Forum Discussion
Derek_Nelson_10
Nimbostratus
NimbostratusHTTP header searching
Hi all.
Can someone help me with my understanding of searching http headers using iRules please?
I have a pool that inserts this in the http header:
ConnectionSourceIP:${client_addr}
What I want to do is with an iRule check for the existence of this in the header before the pool, and discard. i.e.
if (exists http_header "ConnectionSourceIP") {
log "IP Header Spoof from:${client_addr}"
discard
}
else {
use pool pool_1
}
sort of thing. What I want to do is stop someone trying to spoof source IP address as this header field will be checked by the web application.
Any ideas? Will this work or is there a better way?
Thanks
- Derek.
- Derek,
your solution should work. It is by no means a bullet proof security, but detecting that somebody is trying to send you headers that (s)he has no business knowing about is a good indication of attack attempts. 
Derek_Nelson_10Great feedback. Thanks.
A final question is:
Do I have to add a space character in the insertion, after the colon?

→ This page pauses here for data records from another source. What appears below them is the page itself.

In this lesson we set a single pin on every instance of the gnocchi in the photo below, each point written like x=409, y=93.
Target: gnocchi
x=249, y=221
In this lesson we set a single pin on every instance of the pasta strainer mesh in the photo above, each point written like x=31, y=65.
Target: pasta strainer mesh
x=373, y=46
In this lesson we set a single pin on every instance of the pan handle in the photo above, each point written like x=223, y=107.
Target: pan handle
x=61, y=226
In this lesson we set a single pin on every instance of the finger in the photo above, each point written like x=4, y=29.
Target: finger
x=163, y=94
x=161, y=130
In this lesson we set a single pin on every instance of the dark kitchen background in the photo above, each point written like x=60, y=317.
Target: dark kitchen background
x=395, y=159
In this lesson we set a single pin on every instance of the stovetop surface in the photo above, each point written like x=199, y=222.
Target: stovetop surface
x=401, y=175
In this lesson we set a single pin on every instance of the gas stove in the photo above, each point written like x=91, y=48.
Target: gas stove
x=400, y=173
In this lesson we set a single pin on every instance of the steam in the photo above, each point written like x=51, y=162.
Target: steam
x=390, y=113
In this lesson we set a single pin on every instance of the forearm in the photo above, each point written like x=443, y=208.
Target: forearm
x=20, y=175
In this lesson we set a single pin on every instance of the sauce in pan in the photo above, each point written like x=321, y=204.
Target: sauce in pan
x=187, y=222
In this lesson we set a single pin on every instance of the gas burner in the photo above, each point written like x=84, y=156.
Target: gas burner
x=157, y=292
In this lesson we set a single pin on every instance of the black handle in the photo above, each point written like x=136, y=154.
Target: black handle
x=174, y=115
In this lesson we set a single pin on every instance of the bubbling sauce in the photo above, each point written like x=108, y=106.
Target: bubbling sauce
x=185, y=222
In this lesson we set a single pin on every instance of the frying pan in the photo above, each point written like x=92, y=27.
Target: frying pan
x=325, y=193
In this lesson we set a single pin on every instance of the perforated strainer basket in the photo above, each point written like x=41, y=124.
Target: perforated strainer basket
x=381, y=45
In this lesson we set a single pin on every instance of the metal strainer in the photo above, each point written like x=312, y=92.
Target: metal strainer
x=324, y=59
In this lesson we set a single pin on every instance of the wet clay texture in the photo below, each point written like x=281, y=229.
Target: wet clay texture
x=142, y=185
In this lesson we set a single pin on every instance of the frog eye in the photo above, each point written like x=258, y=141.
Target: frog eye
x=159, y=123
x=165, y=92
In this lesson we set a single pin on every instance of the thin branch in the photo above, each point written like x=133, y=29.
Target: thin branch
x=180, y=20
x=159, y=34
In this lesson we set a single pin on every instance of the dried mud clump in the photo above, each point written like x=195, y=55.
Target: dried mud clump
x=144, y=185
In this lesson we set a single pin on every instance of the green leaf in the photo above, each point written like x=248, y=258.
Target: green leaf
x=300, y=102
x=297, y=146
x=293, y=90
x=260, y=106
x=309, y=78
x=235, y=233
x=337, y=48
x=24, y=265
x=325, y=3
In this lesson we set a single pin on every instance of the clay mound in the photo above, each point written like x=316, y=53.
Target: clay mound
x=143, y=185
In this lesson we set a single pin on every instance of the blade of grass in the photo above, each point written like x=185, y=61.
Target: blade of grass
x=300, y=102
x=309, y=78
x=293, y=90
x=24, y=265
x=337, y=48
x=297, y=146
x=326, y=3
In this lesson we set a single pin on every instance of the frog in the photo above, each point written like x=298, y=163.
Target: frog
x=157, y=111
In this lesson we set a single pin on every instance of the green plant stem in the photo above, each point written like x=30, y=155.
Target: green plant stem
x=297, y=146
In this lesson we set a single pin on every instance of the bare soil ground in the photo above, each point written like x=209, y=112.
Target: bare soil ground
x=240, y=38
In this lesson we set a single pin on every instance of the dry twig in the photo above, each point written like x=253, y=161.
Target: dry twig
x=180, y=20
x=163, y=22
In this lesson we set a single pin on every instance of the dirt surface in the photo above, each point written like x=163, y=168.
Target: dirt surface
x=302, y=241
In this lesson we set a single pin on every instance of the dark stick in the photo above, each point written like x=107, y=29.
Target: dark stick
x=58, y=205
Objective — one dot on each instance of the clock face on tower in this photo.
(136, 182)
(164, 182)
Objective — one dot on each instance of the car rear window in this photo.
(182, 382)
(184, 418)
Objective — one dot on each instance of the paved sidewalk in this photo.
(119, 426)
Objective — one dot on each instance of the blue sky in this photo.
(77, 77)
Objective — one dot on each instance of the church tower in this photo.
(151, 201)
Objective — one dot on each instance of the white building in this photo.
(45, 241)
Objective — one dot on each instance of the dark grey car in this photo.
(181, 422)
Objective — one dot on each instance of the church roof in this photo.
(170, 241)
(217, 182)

i.e. ConnectionSourceIP: ${client_addr}
or would
ConnectionSourceIP:${client_addr}
still work?
I haven't tried to do fake header insertion (not quite sure how to do this yet) to test...
Cheers,
- Derek.- Derek_Nelson_10Thanks. I was thinking more of for the iRule that checks for existence of the header. If the header is inserted without a space after the colon does it cause problems? or does some protocol magic put one in, etc?
Thanks,
- Derek. - In general BIG-IP follows syntax rules defined in RFC2616 when parsing HTTP requests and responses. All it needs to see in order to detect presence of a header is "header_name:" at the beginning of a line. The rest of the line does not matter. BTW, header matching is case in-sensitive.